The cover of Moomins Cookbook: An Introduction to Finnish Cuisine is bright magenta and blue, and features an image of the Moomins crushing apples into jam through an orange machine. Moominmamma, her eyes closed, is meditative; the others, wondrously surprised. Written by Sami Malila and filled with illustrations by Tove Jansson, the late creator of the Moomins, it would be unfair to deem the book’s title a misnomer—it is a primer on Finnish cuisine. There are recipes for a blackcurrant juice best made with berries from the forest, a “Herring for Stormy Weather,” and fish solyanka, simmered in tomato puree and served with sour cream. I live in Miami, where I can certainly make but would never find rhubarb kissel or intentionally soured milk.
Familiarizing the reader with Nordic food, however, isn’t the point (hence the countryless nougat milkshakes and “supper sandwiches”). The book’s intention, rather, is to pay homage to the Moomins, a family of round, hippopotamic creatures with soft voices and softer bellies. They first appeared in Jansson’s 1945 book The Moomins and the Great Flood, a precursor to what would become a massive franchise. Moomintroll, the protagonist, is a sweet boy who—like his family and friends—lives in harmony with the seasons. He hibernates in winter and eats pancakes with abandon, reveling in the simplicity of the countryside, sometimes navigating the tenuous space between home and very far. If the Moomins are adventurous sorts—and they are, often finding themselves on perilous seas or in the depths of the woods—it is less the excitement of travel than the warmth of returning home they like best.
And so it’s this—the comforts of living close to the land and closer to your friends—that the Moomins Cookbook is really about. It’s testament to the sincerity of the Moomins, of Jansson herself, that the book is never cloying, only straightforward: the “Cook’s Tips” suggests you “read through the recipe before going to the shop … what a terrible nuisance it is to have to run back to the shop…” A charmingly unnecessary recipe for tea ends, sweetly, “The best thing you can add to a cup of tea is whatever you like the most.” The book’s subtitle is “Everything fun is good for the stomach.”
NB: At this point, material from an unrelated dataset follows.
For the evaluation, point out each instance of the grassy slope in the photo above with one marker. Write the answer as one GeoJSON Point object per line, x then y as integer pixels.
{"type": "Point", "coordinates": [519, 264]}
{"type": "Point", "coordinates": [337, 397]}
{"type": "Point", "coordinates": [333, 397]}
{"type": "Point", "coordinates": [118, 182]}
My first exposure to the strange loveliness of their world was a 1990 Japanese-Finnish cartoon series, Moomin, the Moomins’ third anime adaptation. The show’s themes were equally cosmic (there’s an entire episode, “The Midwinter Bonfire,” about communing with ancestral spirits) and grounded—even Moominpappa suffers from writers’ block. They also love to eat and drink: tea, berries, milk, bread. In one episode, Moominmamma packs the kitchen for a boat trip, because traveling is always better with pancakes.